Things Shorty & Fatty Say #225: Pants

#225

I came home and took off my jeans because I was hot. Then was sitting at my computer in our study dressed in my boxers and t-shirt.

Me: *walks to my bedroom then suddenly darts back to my study again* OI!

Shorty: What?

Me: Who’s in our room? I heard someone there.

Shorty: Jane (our maid whose name is not really Jane but lets just call her Jane here in case she doesn’t want her name to be up here).

Me: Never give me warning huh. I’m not wearing pants here.

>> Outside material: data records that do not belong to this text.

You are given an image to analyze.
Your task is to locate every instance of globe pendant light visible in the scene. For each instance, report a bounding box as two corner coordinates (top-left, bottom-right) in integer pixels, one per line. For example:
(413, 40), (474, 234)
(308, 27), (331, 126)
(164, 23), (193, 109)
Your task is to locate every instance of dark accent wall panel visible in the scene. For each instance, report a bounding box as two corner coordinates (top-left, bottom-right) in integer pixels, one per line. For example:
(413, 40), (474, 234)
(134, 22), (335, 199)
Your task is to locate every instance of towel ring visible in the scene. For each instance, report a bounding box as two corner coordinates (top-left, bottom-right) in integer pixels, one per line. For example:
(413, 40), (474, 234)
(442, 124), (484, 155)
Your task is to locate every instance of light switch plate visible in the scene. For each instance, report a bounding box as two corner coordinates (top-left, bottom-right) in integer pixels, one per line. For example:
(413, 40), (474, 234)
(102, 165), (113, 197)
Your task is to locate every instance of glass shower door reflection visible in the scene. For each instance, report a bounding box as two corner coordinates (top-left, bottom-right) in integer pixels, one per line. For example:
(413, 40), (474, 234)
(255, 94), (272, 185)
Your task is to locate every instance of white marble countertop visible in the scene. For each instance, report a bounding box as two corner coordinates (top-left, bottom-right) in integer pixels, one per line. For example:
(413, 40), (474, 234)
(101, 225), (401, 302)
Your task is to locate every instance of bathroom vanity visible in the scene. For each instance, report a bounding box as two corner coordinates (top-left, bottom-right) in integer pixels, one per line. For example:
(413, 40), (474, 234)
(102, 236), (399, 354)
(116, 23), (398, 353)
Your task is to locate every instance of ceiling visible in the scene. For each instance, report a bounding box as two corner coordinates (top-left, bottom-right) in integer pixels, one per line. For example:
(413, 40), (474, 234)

Shorty: I didn’t know you not wearing pants.

Me: Well now you know. *goes back to computer*

Shorty: OI!

Me: What?

Shorty: *whisper-like shouting* GO PUT ON SOME PANTS LAH!

Me: I want to! But Jane is between me and my pants. What you want me to do?

Shorty: Oh… hehehe…

5 minutes later Jane leaves the room. I’m still hanging around in our study. Suddenly we hear a knock on the door. 

Me: WHO IS IT?

Jane: It’s me.

Me: *Runs to hide behind the sofa.*

Shorty: *walks to open the door* OI …. GOT PANTS OR NOT…

Me: Not yet….

Shorty: Living on the edge ah… GO PUT ON SOME PANTS LA!!!